VERSES ADDRESSED TO THE NOBLE AND UNFORTUNATE LADY, EMILIA V–,
NOW IMPRISONED IN THE CONVENT OF –.
L’anima amante si slancia fuori del creato, e si crea nell’ infinito un Mondo tutto per essa, diverso assai da questo oscuro e pauroso baratro. HER OWN WORDS.
[“Epipsychidion” was composed at Pisa, January, February, 1821, and published without the author’s name, in the following summer, by C. & J. Ollier, London. The poem was included by Mrs. Shelley in the “Poetical Works”, 1839, both editions. Amongst the Shelley manuscripts in the Bodleian is a first draft of “Epipsychidion”, ‘consisting of three versions, more or less complete, of the “Preface [Advertisement]”, a version in ink and pencil, much cancelled, of the last eighty lines of the poem, and some additional lines which did not appear in print’ (“Examination of the Shelley manuscripts in the Bodleian Library, by C.D. Locock”. Oxford, Clarendon Press, 1903, page 3). This draft, the writing of which is ‘extraordinarily confused and illegible,’ has been carefully deciphered and printed by Mr. Locock in the volume named above.

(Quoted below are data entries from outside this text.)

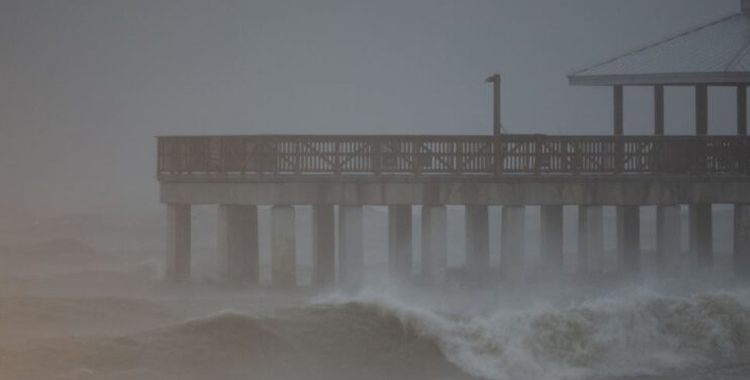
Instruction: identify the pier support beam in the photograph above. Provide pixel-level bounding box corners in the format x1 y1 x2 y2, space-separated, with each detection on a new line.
501 206 526 281
540 205 563 273
656 205 682 276
578 206 604 274
217 205 259 284
388 205 412 282
312 204 335 286
422 205 447 286
465 205 490 276
339 206 364 290
617 206 640 275
735 205 750 279
271 205 296 287
166 204 191 282
689 204 713 271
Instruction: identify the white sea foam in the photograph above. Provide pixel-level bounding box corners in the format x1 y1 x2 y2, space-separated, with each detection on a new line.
320 287 750 380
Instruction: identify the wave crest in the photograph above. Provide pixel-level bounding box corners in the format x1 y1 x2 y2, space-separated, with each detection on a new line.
322 290 750 380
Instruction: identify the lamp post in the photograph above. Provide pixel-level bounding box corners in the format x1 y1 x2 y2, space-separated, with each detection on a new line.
486 74 502 136
485 74 503 136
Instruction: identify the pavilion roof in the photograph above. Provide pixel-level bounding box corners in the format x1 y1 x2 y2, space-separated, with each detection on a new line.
569 13 750 86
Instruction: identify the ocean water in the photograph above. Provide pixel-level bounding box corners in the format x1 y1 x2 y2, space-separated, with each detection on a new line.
1 227 749 380
2 285 749 380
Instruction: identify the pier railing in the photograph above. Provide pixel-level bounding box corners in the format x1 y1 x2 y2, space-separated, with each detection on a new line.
157 135 750 179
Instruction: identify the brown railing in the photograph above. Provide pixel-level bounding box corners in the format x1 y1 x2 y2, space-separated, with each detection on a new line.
157 135 750 179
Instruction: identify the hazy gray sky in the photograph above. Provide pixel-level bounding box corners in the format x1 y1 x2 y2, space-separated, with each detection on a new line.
0 0 739 215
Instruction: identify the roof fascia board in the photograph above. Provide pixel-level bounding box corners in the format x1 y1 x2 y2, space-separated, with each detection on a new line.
568 72 750 86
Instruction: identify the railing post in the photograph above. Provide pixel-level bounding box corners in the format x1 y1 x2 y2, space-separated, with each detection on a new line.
455 141 463 174
534 136 542 175
372 138 382 175
494 136 504 175
412 140 420 175
334 140 341 175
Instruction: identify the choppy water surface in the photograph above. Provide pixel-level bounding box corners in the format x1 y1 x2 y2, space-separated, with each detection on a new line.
1 285 749 380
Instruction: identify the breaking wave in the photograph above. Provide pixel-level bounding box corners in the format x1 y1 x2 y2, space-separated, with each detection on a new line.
3 289 750 380
320 289 750 380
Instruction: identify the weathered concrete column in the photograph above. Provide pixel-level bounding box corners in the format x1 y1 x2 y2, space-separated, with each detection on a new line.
501 206 526 281
696 85 708 135
617 206 640 275
465 205 490 276
312 204 335 286
654 85 665 135
388 205 412 282
689 204 713 271
614 85 624 135
578 206 604 274
656 205 681 276
166 204 191 282
271 205 296 287
738 85 747 136
217 205 259 284
339 206 364 289
734 204 750 279
540 205 563 273
422 205 447 286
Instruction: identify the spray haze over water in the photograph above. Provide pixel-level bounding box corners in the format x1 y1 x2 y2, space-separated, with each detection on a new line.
0 206 748 379
1 1 749 380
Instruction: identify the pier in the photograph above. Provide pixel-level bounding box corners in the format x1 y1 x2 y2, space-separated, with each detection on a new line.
157 134 750 285
156 4 750 285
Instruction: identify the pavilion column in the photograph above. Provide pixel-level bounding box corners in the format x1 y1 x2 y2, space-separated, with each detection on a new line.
738 85 747 136
736 85 749 280
271 205 296 288
614 85 624 135
696 84 708 135
166 204 191 282
735 205 750 279
422 205 447 286
613 85 624 174
312 204 335 286
465 205 490 276
656 205 682 277
501 206 526 282
217 205 259 284
616 206 640 275
578 205 604 274
654 85 665 135
339 205 364 290
388 205 412 282
540 205 563 273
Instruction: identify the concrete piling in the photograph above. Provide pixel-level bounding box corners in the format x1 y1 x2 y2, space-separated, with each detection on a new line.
689 204 713 271
578 205 604 274
339 205 364 290
271 205 296 287
465 205 490 277
217 205 259 284
617 206 640 275
388 205 412 282
656 205 681 276
166 204 191 282
421 205 447 286
540 205 563 273
312 204 336 286
501 206 526 281
735 204 750 279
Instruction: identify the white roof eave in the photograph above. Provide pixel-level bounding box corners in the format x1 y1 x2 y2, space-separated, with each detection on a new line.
568 72 750 86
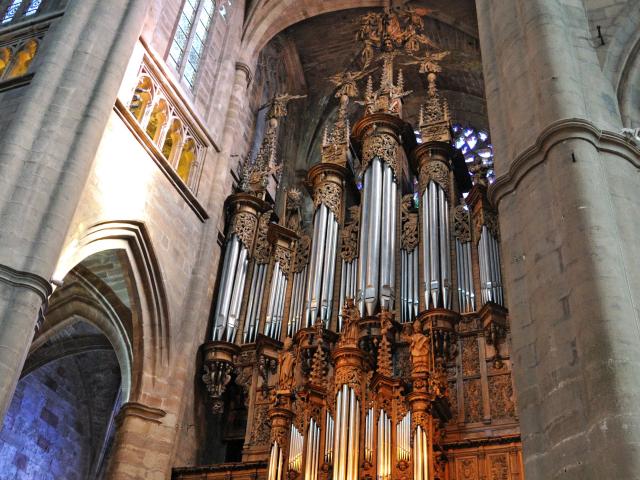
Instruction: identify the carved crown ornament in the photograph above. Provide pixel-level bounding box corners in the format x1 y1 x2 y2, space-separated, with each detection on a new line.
418 159 450 197
361 129 399 175
230 211 257 251
313 181 342 220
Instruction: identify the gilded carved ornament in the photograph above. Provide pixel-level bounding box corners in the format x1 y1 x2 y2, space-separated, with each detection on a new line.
419 160 449 197
231 212 257 251
362 130 398 175
313 181 342 219
340 205 360 262
453 205 472 243
254 211 272 264
274 245 292 277
474 207 500 242
292 233 311 273
401 194 419 251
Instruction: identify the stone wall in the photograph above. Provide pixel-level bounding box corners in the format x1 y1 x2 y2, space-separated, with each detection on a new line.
0 349 120 480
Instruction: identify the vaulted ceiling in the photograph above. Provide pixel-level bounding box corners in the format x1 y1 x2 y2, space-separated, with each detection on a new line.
251 1 488 174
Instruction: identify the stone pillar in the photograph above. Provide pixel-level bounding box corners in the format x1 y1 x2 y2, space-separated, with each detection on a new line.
104 402 170 480
477 1 640 478
0 0 148 422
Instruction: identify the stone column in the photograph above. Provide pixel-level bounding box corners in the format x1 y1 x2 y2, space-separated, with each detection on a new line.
477 1 640 478
0 0 148 422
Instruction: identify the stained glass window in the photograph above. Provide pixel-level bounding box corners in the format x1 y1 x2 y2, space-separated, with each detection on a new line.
2 0 23 24
452 124 495 184
24 0 42 16
169 0 218 90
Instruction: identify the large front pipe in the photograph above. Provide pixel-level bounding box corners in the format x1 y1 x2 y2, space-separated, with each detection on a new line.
365 158 383 316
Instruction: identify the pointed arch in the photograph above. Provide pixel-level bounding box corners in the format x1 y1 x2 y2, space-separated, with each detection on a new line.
53 221 171 397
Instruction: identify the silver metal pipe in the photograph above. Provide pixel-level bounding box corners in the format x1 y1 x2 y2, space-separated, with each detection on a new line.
456 240 463 312
479 228 488 304
244 261 259 342
412 248 419 318
213 235 240 340
322 215 339 325
389 176 397 311
265 262 281 336
305 208 322 327
338 259 346 330
380 164 393 310
429 182 439 308
422 186 431 309
227 247 249 342
401 249 407 322
274 269 287 339
358 167 372 315
438 189 449 309
366 158 383 316
309 205 328 326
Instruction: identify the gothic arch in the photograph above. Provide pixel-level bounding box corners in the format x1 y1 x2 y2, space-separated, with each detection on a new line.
602 1 640 126
53 221 171 398
28 269 134 400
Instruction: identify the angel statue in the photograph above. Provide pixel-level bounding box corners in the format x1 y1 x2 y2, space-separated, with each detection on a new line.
404 50 449 74
329 69 369 99
267 92 307 119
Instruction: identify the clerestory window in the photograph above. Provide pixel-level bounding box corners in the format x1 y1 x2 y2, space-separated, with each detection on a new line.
168 0 216 90
1 0 43 25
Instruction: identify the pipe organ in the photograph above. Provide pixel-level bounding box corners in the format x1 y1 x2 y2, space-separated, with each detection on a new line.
198 7 523 480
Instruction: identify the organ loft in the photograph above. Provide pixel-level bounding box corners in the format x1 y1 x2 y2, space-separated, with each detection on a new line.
1 0 640 479
196 8 520 479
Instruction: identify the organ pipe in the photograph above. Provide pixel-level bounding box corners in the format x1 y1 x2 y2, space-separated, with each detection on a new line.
265 261 288 339
479 225 503 306
324 414 334 465
244 261 267 343
365 407 374 464
213 235 250 342
421 180 451 310
305 162 345 329
304 419 321 480
377 410 392 480
413 425 429 480
397 412 411 463
289 425 304 474
358 155 398 317
287 266 307 336
338 259 357 330
455 239 475 313
332 385 360 480
267 442 284 480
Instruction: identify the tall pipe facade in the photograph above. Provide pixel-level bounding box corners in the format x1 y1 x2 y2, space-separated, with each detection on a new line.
201 7 519 480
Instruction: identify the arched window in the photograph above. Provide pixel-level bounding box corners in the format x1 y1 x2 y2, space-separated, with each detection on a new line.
161 117 183 164
168 0 215 90
129 75 154 122
0 46 12 78
177 137 197 183
1 0 43 24
452 124 495 184
145 99 169 144
6 38 37 79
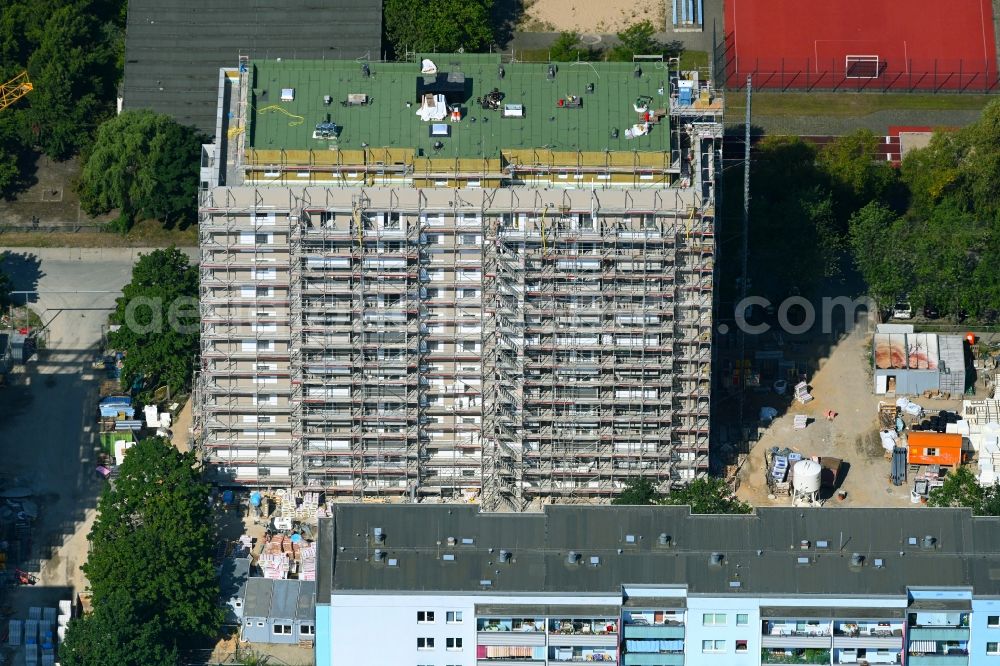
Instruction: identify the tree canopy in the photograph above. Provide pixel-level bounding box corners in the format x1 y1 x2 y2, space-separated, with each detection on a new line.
62 437 221 665
747 136 845 298
384 0 495 55
660 477 753 514
79 110 203 231
609 21 680 61
612 477 662 505
109 247 199 399
927 466 1000 515
612 476 752 514
0 0 125 180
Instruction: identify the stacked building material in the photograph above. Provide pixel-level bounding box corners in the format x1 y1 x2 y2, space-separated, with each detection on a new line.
299 544 316 581
259 534 300 579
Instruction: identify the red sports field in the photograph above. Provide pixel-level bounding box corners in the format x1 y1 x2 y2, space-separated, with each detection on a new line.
723 0 998 90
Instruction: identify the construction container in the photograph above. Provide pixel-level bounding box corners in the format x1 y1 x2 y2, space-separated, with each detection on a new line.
907 431 964 467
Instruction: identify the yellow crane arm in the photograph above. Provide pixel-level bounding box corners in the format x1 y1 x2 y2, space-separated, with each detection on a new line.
0 71 33 112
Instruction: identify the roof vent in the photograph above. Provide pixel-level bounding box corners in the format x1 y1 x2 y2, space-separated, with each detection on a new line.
657 533 671 546
874 558 885 569
446 536 457 546
498 65 505 80
442 553 456 562
709 552 725 566
850 553 865 567
797 556 811 565
816 540 829 549
922 535 936 549
374 549 386 561
373 527 385 543
908 536 918 546
633 66 643 78
388 558 398 567
800 540 811 550
729 581 742 588
499 549 511 562
461 537 474 545
480 579 493 587
361 63 371 78
586 82 595 93
547 65 557 80
567 551 580 565
589 556 601 566
625 534 637 544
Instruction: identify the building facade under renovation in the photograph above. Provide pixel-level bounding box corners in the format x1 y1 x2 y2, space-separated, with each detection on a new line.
195 55 723 510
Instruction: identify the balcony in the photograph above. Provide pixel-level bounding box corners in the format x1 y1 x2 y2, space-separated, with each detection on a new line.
477 632 546 647
622 654 684 666
761 648 831 665
908 628 970 641
623 625 685 640
906 657 969 666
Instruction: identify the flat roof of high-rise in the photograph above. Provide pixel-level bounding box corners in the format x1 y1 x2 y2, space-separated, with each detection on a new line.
317 504 1000 600
247 56 677 157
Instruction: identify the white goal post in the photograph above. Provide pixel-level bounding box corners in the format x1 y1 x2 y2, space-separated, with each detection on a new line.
845 55 881 79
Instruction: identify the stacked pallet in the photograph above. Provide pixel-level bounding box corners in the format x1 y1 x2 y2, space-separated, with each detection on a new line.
299 544 317 581
259 534 301 579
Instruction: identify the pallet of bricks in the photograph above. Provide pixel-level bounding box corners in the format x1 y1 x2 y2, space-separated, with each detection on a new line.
259 534 300 579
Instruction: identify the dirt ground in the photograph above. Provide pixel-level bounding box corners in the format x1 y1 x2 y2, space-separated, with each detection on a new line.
0 155 116 229
735 315 967 508
519 0 665 33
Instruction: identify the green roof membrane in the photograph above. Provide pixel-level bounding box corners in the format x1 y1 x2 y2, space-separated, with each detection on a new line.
248 56 672 157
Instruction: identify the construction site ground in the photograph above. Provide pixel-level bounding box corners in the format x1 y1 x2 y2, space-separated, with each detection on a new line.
734 316 974 508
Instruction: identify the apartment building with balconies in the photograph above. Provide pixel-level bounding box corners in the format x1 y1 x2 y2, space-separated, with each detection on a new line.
313 504 1000 666
195 54 722 509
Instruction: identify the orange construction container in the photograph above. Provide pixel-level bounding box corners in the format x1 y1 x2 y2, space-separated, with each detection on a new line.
907 431 963 467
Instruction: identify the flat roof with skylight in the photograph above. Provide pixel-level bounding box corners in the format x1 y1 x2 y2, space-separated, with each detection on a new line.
246 55 680 158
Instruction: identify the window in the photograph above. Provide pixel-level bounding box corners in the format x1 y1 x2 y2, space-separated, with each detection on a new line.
446 637 463 650
417 611 435 623
736 640 748 653
417 637 435 649
703 613 727 626
273 624 292 635
702 640 725 653
989 642 1000 655
927 448 938 456
736 614 749 626
462 341 477 352
446 611 463 623
300 624 314 636
990 616 1000 627
461 288 478 298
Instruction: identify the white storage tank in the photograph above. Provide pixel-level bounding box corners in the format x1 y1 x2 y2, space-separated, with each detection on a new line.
792 459 822 494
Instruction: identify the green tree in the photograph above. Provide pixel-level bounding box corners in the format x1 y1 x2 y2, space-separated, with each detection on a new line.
79 110 203 231
60 591 180 666
927 466 1000 515
384 0 495 55
848 202 909 308
109 247 199 399
749 136 843 297
82 437 221 642
612 477 662 505
818 129 899 220
26 3 117 159
661 477 752 514
609 21 679 61
549 32 599 62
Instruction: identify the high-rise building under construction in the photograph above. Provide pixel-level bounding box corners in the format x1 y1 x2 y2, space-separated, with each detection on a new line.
195 54 723 511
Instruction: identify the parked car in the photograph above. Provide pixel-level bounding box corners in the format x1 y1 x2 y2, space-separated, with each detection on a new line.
923 304 940 319
892 301 913 319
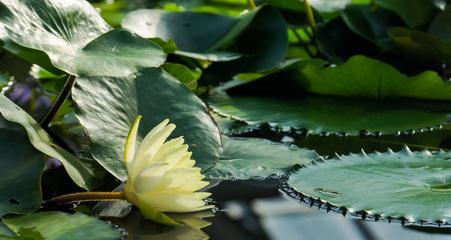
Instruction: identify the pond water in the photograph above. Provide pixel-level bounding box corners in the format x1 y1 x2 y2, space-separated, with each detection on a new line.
91 127 451 240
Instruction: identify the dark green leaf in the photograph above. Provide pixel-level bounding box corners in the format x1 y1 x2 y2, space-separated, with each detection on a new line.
73 68 222 180
389 27 451 64
375 0 441 28
209 93 451 136
0 129 44 216
206 136 316 180
0 94 95 189
342 5 403 49
3 212 121 240
284 148 451 225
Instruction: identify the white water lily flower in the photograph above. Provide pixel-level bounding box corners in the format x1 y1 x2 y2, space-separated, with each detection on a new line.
123 115 213 225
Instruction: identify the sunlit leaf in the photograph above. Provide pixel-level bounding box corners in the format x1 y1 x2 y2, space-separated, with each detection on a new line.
299 55 451 101
0 0 165 76
3 212 121 240
72 68 222 180
283 148 451 225
205 136 316 180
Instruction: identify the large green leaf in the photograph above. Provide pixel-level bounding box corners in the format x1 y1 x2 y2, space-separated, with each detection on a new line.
3 212 121 239
375 0 442 28
0 94 95 189
123 6 288 73
0 129 44 216
428 4 451 42
299 55 451 101
72 68 222 180
205 136 316 180
209 94 451 136
283 148 451 225
0 0 165 76
122 9 240 52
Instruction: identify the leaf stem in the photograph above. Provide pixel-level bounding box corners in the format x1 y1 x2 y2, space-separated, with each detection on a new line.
39 74 76 128
48 192 126 205
247 0 257 9
304 0 317 28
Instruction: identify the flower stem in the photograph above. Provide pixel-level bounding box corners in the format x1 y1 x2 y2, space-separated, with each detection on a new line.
247 0 257 9
39 74 76 128
48 192 126 205
304 0 317 28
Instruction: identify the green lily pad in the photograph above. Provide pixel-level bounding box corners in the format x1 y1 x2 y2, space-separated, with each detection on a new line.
0 0 165 76
3 212 121 240
209 94 451 136
0 94 95 189
72 68 222 180
299 55 451 101
0 129 44 216
205 136 317 180
283 148 451 225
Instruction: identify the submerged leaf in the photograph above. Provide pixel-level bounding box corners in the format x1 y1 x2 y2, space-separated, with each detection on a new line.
73 68 222 180
283 148 451 225
206 136 316 180
209 94 451 136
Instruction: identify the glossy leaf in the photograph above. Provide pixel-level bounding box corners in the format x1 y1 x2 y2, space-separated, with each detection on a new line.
0 0 165 76
209 94 451 136
0 129 44 216
3 212 121 240
299 55 451 101
205 136 316 180
72 68 222 180
122 9 240 52
284 148 451 225
0 94 95 189
162 63 200 90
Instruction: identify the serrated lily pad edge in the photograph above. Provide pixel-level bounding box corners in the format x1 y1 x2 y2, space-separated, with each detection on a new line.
210 106 451 138
279 147 451 227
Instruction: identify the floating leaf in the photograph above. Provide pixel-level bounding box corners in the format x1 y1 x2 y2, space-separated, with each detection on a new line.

Our text follows that of the editio princeps, 1821.]
The Writer of the following lines died at Florence, as he was preparing for a voyage to one of the wildest of the Sporades, which he had bought, and where he had fitted up the ruins of an old building, and where it was his hope to have realised a scheme of life, suited perhaps to that happier and better world of which he is now an inhabitant, but hardly practicable in this. His life was singular; less on account of the romantic vicissitudes which diversified it, than the ideal tinge which it received from his own character and feelings. The present Poem, like the “Vita Nuova” of Dante, is sufficiently intelligible to a certain class of readers without a matter-of-fact history of the circumstances to which it relates and to a certain other class it must ever remain incomprehensible, from a defect of a common organ of perception for the ideas of which it treats. Not but that gran vergogna sarebbe a colui, che rimasse cosa sotto veste di figura, o di colore rettorico: e domandato non sapesse denudare le sue parole da cotal veste, in guisa che avessero verace intendimento.
The present poem appears to have been intended by the Writer as the dedication to some longer one. The stanza on the opposite page  is almost a literal translation from Dante’s famous Canzone
Voi, ch’ intendendo, il terzo ciel movete, etc.
The presumptuous application of the concluding lines to his own composition will raise a smile at the expense of my unfortunate friend: be it a smile not of contempt, but pity. S.
 i.e. the nine lines which follow, beginning, ‘My Song, I fear,’ etc.–ED.
My Song, I fear that thou wilt find but few
Who fitly shalt conceive thy reasoning,
Of such hard matter dost thou entertain;
Whence, if by misadventure, chance should bring
Thee to base company (as chance may do), 5
Quite unaware of what thou dost contain,
I prithee, comfort thy sweet self again,
My last delight! tell them that they are dull,
And bid them own that thou art beautiful.
Sweet Spirit! Sister of that orphan one,
Whose empire is the name thou weepest on,
In my heart’s temple I suspend to thee
These votive wreaths of withered memory.
Poor captive bird! who, from thy narrow cage, 5
Pourest such music, that it might assuage
The rugged hearts of those who prisoned thee,
Were they not deaf to all sweet melody;
This song shall be thy rose: its petals pale
Are dead, indeed, my adored Nightingale! 10
But soft and fragrant is the faded blossom,
And it has no thorn left to wound thy bosom.